The fashion for tearing down elderly detached houses and raising new ones on the old lots is a feature of the current real-estate boom in many districts of Toronto. And it could be shrugged off as merely another ho-hum result of the complex forces at work in the local housing market – if its effect on the urban landscape were completely harmless.
But the impact isn’t harmless at all. Too many residential infill projects are muscle-bound, pseudo-historical hulks that are out of sync with the modest, amiable rhythm of Toronto’s modern streetscapes.
While popular, however, these monster-mansions are not inevitable.
Other, more sensitive replacements are possible for old Toronto homes that have become too small or too dilapidated to maintain economically. The century-old, ever-evolving career of European and North American residential modernism, for its part, has produced highly effective dwellings that sit well in tight spots, look great, and sing in tune with what’s likable about the contemporary metropolis.
Toronto, in fact, is a hotbed of designers who are imaginatively updating the ideals and ideas of architectural modernism and incorporating them into their residential work.
Here’s one of them: Donald Chong – founder, along with Betsy and Shane Williamson, of the promising new firm of Williamson Chong Architects – whose recent house on a quiet old street at the western edge of Scarborough is a fine example of contemporary infill.

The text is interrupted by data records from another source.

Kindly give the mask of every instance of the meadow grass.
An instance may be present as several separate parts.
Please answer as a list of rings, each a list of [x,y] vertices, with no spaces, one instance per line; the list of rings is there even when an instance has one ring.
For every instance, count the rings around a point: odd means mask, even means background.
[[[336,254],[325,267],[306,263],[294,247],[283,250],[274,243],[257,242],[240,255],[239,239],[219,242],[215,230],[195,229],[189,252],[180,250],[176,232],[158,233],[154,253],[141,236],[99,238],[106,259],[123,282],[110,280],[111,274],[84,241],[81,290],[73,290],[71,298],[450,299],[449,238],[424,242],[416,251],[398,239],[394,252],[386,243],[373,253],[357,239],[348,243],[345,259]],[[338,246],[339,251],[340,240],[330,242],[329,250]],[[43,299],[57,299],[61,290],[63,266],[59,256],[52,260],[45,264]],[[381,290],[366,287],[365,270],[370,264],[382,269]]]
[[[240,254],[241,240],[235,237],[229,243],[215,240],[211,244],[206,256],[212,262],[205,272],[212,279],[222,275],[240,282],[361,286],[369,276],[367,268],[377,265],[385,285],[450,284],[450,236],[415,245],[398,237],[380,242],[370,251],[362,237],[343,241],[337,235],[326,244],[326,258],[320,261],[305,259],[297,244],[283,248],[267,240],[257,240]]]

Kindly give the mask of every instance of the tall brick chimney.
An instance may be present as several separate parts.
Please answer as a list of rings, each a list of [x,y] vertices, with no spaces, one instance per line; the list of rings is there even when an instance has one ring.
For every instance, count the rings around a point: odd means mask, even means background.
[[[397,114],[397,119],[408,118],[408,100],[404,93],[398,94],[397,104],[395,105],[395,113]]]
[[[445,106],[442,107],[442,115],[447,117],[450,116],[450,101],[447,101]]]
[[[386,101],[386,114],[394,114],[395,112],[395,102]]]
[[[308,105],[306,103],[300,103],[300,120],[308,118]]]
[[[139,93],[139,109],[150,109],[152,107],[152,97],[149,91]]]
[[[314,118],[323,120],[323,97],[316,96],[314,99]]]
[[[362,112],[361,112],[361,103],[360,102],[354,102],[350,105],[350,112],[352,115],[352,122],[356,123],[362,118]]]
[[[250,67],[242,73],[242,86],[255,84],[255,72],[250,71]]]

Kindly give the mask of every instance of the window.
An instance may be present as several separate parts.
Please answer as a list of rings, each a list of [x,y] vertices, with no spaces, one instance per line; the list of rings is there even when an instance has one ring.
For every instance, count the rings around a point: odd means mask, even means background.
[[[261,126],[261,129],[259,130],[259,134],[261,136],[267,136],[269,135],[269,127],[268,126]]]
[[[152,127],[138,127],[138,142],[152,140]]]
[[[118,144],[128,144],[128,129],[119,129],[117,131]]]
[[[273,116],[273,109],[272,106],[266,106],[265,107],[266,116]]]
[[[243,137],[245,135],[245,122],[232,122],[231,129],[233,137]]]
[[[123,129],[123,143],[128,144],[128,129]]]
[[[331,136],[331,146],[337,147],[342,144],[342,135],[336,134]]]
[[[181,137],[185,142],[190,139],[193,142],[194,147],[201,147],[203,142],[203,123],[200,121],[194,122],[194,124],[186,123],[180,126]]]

Mr. Chong and the Williamsons, by the way, are the winners of the Canada Council’s 2012 Professional Prix de Rome in Architecture, a prestigious fellowship for international travel and research. Next week, I’ll be reporting here on what the trio hope to learn during their trips abroad.
Mr. Chong crafted the detached, 2,300-square-foot house for a couple with a small child. (Another is on the way.) The physical limits on what the architect could do for this family were strict. There had to be a sizable setback from the street, the lot was only 25 feet wide, and, further hemming in the buildable area, a large, venerable Norway spruce stood in the midst of the rear garden.
The three-level (plus basement) building that Mr. Chong has dropped into the available slot is simple, but not dull, and it manages to be efficient and lovely at the same time. The attractive street-side façade, for example, is an open, right-angled composition of warm wood, tall windows and glass doors, with a boxy upper volume that floats over the sheltered concrete porch. Tough and genteel materials combine here to say “home” as clearly as any Gothic cottage might, though in a fresh, thoroughly modern idiom.
It’s inside, however, that Mr. Chong’s planning skill is most evident. Instead of trying to cram the more public zones of this narrow house – living room, dining room, kitchen – into the entry level, the designer assigned cooking and eating to the first floor, and moved the living room upstairs.
The lower storey, in this arrangement, is a bright, welcoming sweep of space from the tall glass openings at the front to the glass wall and spacious deck at the rear. This flow is interrupted only by a long island that includes, in one gesture, both the counter top and the dining table. In a further bid to eliminate clutter on this level, Mr. Chong has run a straight, continuous wall of wooden panels all the way from the front to the back of the house, then put everything behind it – fridge, appliance garage, closets, storage cupboards, the air-conditioning ductwork – the works. Not a square inch is wasted here, though nothing is mean or bare.
The living room, on the second storey, overlooks the street through a handsome window nearly as wide and tall as this level itself. (Living rooms belong on upper storeys, it`s always seemed to me above the busy city, somewhat apart from the activities of cooking and dining.) Behind this living area are two of the house’s three bedrooms, one in the middle, the other at the rear. (The master bedroom occupies the third floor.)
That middle bedroom deserves special mention. In houses snugly squeezed, like this one, into the city’s residential fabric, lighting the centre is always a problem. But if middle bedrooms are often gloomy, the one in this dwelling definitely is not. Mr. Chong has brightened it by smartly tucking in the wall of the adjacent living room, thereby exposing the middle bedroom to a large influx of sunshine, and also making the shape of the living room itself more interesting.
Donald Chong’s small, thoughtful contemporary house, of course, won’t stop the march of the faux chateaux. But it does show what can happen when good urbanism, along with good sense and good taste, are driving the design of replacement housing.